One caveat, printing sucked on these, you can catch that in Walter’s examples. Toby suffered quality control problems, like Fox, Charlton, and even Fawcett at times in the pre-code early fifties. DC and Atlas didn’t have the same issues. Different printers, I imagine. Later on, everything except Charlton was supposedly done at World Color in Sparta, by the sixties and early seventies.

And what a great Palais, he did some fantastic work. That’s up there with his best. Prolific guy, he was everywhere from the early forties…he did Dollman , alongside Reed Crandall in the earliest issues; early Fiction House titles like Fight and Planet; fun stuff in later Prize Comics before it became Prize Western.. His covers and stories for Super-Mystery are currently getting crazed prices. He did both great work and pedestrian work for Crime Does Not Pay from nearly their start.

And the rauchier pre-code crime he did is today the most collected, like Walter’s great example. He worked in the notorious and now-expensive Suspense Comics as well as Terrific, from Continental, alongside L.B. Cole and behind those key Schomburg covers. He was everywhere, often saving otherwise pedestrian issues with a terrific story.

Gerald Eddy
Gerald Eddy
3 years ago

Those Pinup Pete splashes are great! Chris… Walt is simply trying to get comics in peoples hands in an attempt to expand out the proliferation of our hobby! How was that for a shameless endorsement in an attempt get a discount in Hamilton someday when we can cross our borders again eh?

Chris O.
Chris O.
3 years ago

Gerald! You are absolutely right. I totally forgot that Walt offers deep discounts on his loyal comicbookdaily followers. So Walt, now that I’ve ratted you out …. Ummm… How much are those books going for… Lol

Gerald Eddy
Gerald Eddy
3 years ago

Its like when I was a kid and I thought there really could have been some accident to make me into a superhero!

Klaus
Klaus
3 years ago

Every time I discover a little bite mark from an insect, I immediately jokingly touch my fingertips to the wall, which my girlfriend knows it’s just me checking to see if they stick and that I’ve developed spider powers.

I would look glum, and she would just look at me and say, “you’re nuts!”

Klaus
Klaus
3 years ago

Not really on-topic but I couldn’t find any other category to put in and seeing as we’re talking old comics. Just in case you’ve never seen this video from 50 years ago.

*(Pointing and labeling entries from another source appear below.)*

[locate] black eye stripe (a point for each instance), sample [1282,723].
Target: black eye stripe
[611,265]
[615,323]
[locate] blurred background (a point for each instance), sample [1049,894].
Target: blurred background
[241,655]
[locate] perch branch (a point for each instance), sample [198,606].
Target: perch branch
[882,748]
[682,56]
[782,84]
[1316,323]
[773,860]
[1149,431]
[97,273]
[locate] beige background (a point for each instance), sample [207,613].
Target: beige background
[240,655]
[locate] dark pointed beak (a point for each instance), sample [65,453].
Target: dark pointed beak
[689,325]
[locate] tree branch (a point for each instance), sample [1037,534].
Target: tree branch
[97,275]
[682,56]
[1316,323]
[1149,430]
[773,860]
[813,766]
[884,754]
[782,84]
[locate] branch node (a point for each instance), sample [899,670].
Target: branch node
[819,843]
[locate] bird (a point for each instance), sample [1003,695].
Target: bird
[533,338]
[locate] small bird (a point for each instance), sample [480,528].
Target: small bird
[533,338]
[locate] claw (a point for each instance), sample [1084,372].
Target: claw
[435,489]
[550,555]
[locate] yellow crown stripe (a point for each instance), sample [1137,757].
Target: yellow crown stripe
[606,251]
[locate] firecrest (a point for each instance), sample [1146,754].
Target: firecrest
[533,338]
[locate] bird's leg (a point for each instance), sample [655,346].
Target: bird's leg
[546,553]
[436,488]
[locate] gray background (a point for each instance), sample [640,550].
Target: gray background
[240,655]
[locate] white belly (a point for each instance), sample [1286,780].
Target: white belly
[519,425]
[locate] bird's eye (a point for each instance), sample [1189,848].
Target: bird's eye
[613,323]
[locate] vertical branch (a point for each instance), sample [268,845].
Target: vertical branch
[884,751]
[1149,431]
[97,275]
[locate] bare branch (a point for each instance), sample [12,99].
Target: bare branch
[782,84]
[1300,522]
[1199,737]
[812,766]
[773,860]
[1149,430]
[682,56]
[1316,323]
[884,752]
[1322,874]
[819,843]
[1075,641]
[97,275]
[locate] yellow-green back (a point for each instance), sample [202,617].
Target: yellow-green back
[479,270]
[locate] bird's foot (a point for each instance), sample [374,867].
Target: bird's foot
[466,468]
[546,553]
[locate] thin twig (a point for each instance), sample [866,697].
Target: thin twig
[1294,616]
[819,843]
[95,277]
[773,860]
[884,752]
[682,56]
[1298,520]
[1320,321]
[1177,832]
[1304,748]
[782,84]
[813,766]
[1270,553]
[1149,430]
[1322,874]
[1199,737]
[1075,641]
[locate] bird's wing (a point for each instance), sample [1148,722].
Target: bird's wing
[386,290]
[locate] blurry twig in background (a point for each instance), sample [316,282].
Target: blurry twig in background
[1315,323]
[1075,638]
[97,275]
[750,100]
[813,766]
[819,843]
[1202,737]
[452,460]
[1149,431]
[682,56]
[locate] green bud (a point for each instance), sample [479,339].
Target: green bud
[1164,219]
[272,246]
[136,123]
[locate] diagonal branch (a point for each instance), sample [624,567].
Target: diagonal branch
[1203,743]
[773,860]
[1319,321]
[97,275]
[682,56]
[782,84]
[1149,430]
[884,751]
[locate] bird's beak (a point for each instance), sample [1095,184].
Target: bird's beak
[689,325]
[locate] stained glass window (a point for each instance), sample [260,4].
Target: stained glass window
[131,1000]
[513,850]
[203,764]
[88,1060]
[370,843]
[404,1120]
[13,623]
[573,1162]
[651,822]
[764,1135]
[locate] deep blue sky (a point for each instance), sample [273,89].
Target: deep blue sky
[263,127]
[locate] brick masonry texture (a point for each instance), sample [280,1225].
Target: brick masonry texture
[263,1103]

https://www.cbc.ca/archives/entry/canadas-first-comic-book-store

Chris O.
Chris O.
3 years ago

Klaus, great video. I’ve seen it before but it’s worth re-watching.

Klaus
Klaus
3 years ago

All the old golden and silver age comics sitting in boxes not bagged or boarded just boggles the mind. The prices seem cheap but considering the lower wages, they were still pretty pricey.

Scott VanderPloeg
Admin
3 years ago

I posted that video and wrote about it 2011: https://www.comicbookdaily.com/championing_comics/progressive-shops/canadas-first-comic-shop/

All things old on the internet are new again when we (re)discover it!

Klaus
Klaus
3 years ago

Scott: I would like to see other older videos like that, American, Canadian, or otherwise, from “the good old days”, when collecting was not so monetary, but for the simple love of collecting.

I buy golden age at cheap prices because I’m willing to own them, regardless if they’re beat up, with pages missing; as long as they look reasonable. I have a number of books that still look pretty good when bagged and boarded, even in fair or less condition.